Technologists-Inc-v-MIR-Ltd, Civil Action No. 09-1449 (D.D.C. 2010), reviewed an arbitral award under the Federal Arbitration Act, 9 U.S.C. §§ 1-14.  The dispute was arbitrated before the International Chamber of Commerce (ICC).  The noteworthy holding involved the issue of effecting proper service of process for the review of and/or challenge to an arbitral award against a non-U.S. entity.

After the claimant sought to challenge the award by filing a petition to vacate in the District Court, the defendant did not appear and later (as ruled on in this decision) sought vacatur of the order vacating the award on the ground that personal jurisdiction was missing over the defendant because service of process was erroneously done.  The issue was whether the defendant needed to be served pursuant to the service-of-process rules applicable to the formal initiation of complaints (i.e., Fed. R. Civ. P. 4), or whether the defendant could be served in the easier way motions are served (i.e., pursuant to Fed. R. Civ. P. 5). 

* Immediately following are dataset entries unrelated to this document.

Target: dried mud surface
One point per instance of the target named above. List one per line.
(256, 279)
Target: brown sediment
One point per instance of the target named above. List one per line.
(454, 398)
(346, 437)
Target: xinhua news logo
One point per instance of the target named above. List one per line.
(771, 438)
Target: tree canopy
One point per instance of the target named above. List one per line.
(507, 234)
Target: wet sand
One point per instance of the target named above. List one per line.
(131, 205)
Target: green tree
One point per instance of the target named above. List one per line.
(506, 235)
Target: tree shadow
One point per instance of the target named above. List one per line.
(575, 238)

The FAA provides that applications for review “shall be made and heard in the manner provided by law for the making and hearing of motions”.  9 U.S.C. § 6.  So the question presented was “whether a party filing a motion to vacate an arbitration award pursuant to 9 U.S.C. § 10 must serve the adverse party” pursuant to Rule 4 or 5.

Section 12 of the FAA provides that if the adverse party is a resident of the district within which the award was made, service of a motion to vacate shall be made in the manner “as prescribed by law for service of notice of motion in an action in the same court”.  However, if the adverse party is a nonresident, then the notice must be served “by the marshal of any district within which the adverse party may be found in like manner as other process of the court”. 

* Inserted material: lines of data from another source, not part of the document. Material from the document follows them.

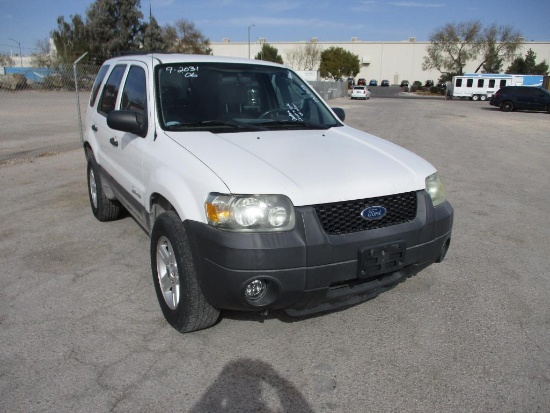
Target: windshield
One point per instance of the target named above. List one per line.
(236, 97)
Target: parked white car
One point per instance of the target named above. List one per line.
(360, 92)
(254, 192)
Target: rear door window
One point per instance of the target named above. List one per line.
(110, 90)
(134, 95)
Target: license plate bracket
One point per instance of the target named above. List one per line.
(381, 259)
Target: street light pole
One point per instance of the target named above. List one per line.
(20, 57)
(249, 27)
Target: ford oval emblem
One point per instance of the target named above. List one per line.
(373, 213)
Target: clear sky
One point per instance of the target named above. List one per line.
(26, 22)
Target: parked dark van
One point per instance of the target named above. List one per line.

The problem (and our interest) arises with respect to non-U.S. entities.  They typically cannot be found in any District.  Is it impossible to serve them?  And what do we do about the reference to marshals, who have not had a hand in effecting service of process in federal courts for roughly 30 years? 

This District Court followed the authority holding that service in accordance with Rule 4 was necessary and sufficient.  The Court relied in part on authority in the Second Circuit as well as Rule 81(a)(6)(B), providing that the Federal Rules of Civil Procedure apply to FAA proceedings except where the FAA provides other procedures. 

The Court also addressed a subject matter jurisdiction issue, holding that the $75,000 amount in controversy requirement was satisfied even thought the amount awarded was only $51,450, since, the District Court held, the “demand approach” applied, and the petitioner had demanded an amount exceeding $75,000.